Pippin was enthralled, while Sam remained suspicious, as he was of all new and mechanical things, but Frodo had not forgotten their reason for coming here. "It is extremely interesting," he said, "but why umbrellas?"

"They're the perfect shape and material to draw the lightning," Mr. Pettygrow explained. "I've tried other things, in other places--tied to the tops of the tallest trees or up on rocky hills--but it must be metal. Copper is best, then iron."

"But they weren't yours to use. You stole them from other people." Frodo knew he should be angry, but Mr. Pettygrow was so cheerfully good-humored that it was impossible. He felt as if he were scolding the elderly hobbit just as Milo and Peony had scolded Mosco; Mr. Pettygrow seemed as childlike in his enthusiasm and utter disregard for the consequences of his experiment. Perhaps he had gone dotty. "You can't restore the damaged property-" When his toes touched a hard, cylindrical object on the floor, Frodo glanced down to see the familiar, knobby pine handle of Lobelia's treasured umbrella. Other umbrella handles lay nearby: the curved, carved-horn swan's head of Aunt Dora's, Falco's falcon, and his own dark, polished cherrywood hook with Bilbo's initials on it. "But you must compensate the owners."

Mr. Pettygrow chuckled again. "Lad, if I could pay for so many umbrellas, do you think I'd have to steal them? Pennies for the lads who helped me was about all my purse could stand."

"We'll have to tell the umbrellas' owners what became of them," said Frodo. "Lobelia Sackville-Baggins is certain to pay you a call. I wouldn't wish to see what'll to you happen then, but you have my sympathy. The sherriffs may also take an interest--you won't be able to carry on your experiment here."

"Oh, I'm quite used to that," said Mr. Pettygrow. "It's always the way. Give me 'til the morning, and I'll be gone, and needn't face Lobelia's wrath! I hope no one minds if I take the umbrella frames with me when I go?"

"You might as well keep them," Frodo consented. The lightning-blasted frames were beyond repair, and as long as he had them, Mr. Pettygrow wouldn't steal more from other hobbits wherever he went. "But we can at least return these." He knelt to gather up the handles, which could be refitted to new umbrellas.

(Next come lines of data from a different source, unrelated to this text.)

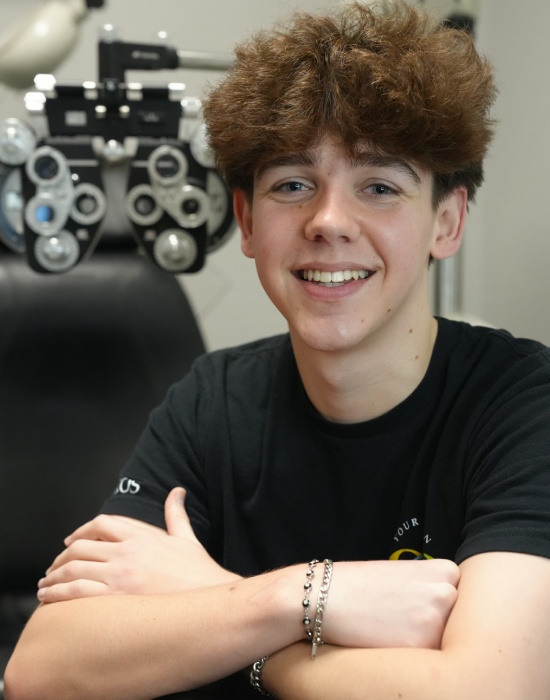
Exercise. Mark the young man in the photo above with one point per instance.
(413, 452)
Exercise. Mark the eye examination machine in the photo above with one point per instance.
(108, 196)
(107, 193)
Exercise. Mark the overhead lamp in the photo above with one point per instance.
(39, 42)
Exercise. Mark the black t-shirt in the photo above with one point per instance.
(462, 466)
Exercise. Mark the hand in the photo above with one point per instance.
(114, 555)
(390, 603)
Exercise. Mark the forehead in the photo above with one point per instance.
(362, 155)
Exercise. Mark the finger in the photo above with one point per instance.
(74, 571)
(83, 550)
(71, 591)
(109, 528)
(177, 520)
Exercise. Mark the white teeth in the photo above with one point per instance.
(338, 277)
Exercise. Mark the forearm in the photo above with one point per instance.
(139, 647)
(359, 674)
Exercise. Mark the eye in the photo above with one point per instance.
(381, 190)
(291, 186)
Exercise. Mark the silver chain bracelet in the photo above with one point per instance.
(256, 676)
(321, 604)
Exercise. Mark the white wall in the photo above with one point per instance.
(507, 253)
(507, 249)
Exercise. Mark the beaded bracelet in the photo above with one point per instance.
(321, 603)
(306, 601)
(256, 677)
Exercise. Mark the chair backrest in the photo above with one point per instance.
(84, 357)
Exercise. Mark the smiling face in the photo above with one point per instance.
(342, 244)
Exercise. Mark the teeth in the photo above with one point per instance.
(338, 277)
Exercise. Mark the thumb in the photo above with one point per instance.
(177, 520)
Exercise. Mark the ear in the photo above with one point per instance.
(242, 208)
(450, 220)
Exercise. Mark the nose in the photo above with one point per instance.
(332, 217)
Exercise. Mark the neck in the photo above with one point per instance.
(357, 385)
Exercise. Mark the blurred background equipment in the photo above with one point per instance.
(108, 188)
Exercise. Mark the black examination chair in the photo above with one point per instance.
(84, 357)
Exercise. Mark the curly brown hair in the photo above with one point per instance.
(408, 86)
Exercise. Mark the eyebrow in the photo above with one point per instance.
(370, 158)
(357, 160)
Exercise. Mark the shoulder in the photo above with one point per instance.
(241, 369)
(470, 344)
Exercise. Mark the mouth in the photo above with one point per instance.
(333, 279)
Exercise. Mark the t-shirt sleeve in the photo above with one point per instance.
(507, 478)
(168, 454)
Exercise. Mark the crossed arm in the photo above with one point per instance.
(176, 627)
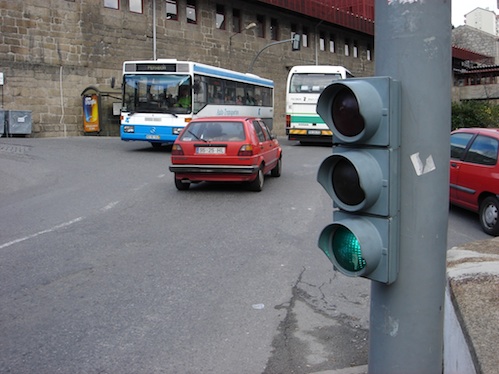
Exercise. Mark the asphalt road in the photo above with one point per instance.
(106, 268)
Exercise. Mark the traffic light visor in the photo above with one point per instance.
(352, 109)
(345, 113)
(353, 245)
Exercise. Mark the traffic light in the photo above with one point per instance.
(362, 176)
(296, 42)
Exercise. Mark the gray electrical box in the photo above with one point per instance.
(19, 122)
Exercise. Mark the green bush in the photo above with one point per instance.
(474, 114)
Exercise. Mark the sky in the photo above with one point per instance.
(462, 7)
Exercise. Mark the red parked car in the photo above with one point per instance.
(474, 174)
(225, 149)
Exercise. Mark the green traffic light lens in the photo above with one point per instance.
(347, 250)
(346, 114)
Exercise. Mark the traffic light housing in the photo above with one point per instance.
(362, 176)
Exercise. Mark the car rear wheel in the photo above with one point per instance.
(489, 215)
(181, 186)
(257, 184)
(276, 171)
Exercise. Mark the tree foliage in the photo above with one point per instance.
(474, 114)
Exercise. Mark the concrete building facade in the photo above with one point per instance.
(50, 51)
(482, 19)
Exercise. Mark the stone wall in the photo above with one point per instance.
(51, 50)
(475, 40)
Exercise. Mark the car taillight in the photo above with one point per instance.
(246, 150)
(177, 150)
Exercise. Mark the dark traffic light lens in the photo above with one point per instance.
(346, 116)
(347, 250)
(346, 183)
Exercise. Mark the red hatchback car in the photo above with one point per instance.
(225, 149)
(474, 174)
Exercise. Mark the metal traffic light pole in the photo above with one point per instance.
(412, 41)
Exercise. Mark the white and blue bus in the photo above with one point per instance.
(160, 97)
(303, 88)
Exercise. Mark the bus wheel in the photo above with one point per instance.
(181, 186)
(257, 184)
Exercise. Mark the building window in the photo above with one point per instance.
(135, 6)
(236, 20)
(322, 41)
(171, 10)
(260, 26)
(332, 46)
(191, 11)
(304, 37)
(220, 17)
(113, 4)
(274, 29)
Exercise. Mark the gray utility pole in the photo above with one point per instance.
(413, 45)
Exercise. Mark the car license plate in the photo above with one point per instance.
(210, 150)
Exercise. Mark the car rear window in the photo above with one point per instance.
(224, 131)
(458, 143)
(483, 151)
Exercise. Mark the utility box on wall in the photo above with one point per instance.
(18, 122)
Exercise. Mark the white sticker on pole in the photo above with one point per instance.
(418, 164)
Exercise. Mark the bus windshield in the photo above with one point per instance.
(157, 93)
(311, 82)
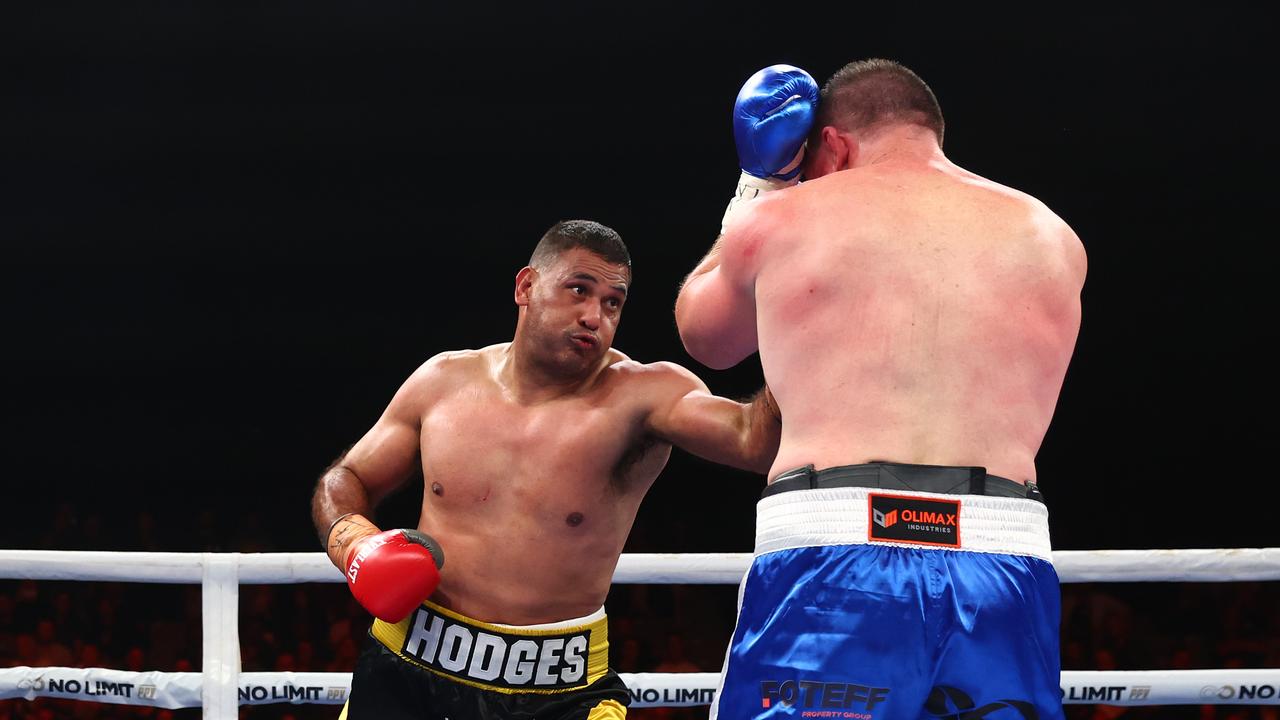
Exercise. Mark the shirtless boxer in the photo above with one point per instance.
(535, 456)
(914, 322)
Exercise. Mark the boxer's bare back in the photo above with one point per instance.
(905, 311)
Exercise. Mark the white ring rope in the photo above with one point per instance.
(1228, 565)
(648, 689)
(223, 688)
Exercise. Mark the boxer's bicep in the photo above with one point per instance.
(689, 417)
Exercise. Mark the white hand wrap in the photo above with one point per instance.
(749, 187)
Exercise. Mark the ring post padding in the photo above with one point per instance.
(220, 657)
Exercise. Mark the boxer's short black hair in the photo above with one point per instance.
(867, 92)
(567, 235)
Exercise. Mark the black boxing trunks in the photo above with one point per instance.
(439, 665)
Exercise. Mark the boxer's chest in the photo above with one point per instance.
(485, 449)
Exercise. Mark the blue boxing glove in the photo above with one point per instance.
(771, 121)
(772, 117)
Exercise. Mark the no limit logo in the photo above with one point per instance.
(831, 696)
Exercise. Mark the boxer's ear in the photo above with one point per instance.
(525, 285)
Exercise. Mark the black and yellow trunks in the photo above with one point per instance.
(439, 665)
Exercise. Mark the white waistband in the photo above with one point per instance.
(807, 518)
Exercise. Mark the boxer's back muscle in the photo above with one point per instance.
(917, 315)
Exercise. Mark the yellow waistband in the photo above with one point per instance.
(507, 659)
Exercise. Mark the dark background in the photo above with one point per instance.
(229, 231)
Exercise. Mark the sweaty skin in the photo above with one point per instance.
(536, 454)
(905, 310)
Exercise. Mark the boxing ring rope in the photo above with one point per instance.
(220, 688)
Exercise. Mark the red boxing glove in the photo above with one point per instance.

As he and his friends filled their coat pockets, Mr. Pettygrow asked Frodo, "Is your uncle Bilbo still about, lad?"

"No... He's left the Shire. He went to stay with the Elves a few years ago."

"Did he? I'm sorry he's not here to see this. I think he would have enjoyed it."

Frodo had to acknowledge the truth of this. "Yes, I believe he would."

When they left the cottage, they found that the rain had passed and a cool, misty twilight was settling over the Shire. Frodo shivered and leaned closer to Sam for warmth. "Tomorrow," he said, "we'll have to go shopping for some new umbrellas."

"Will you buy one for Lobelia?" asked Pippin.

"I think I'd better, as a peace offering. We'll never have any peace otherwise."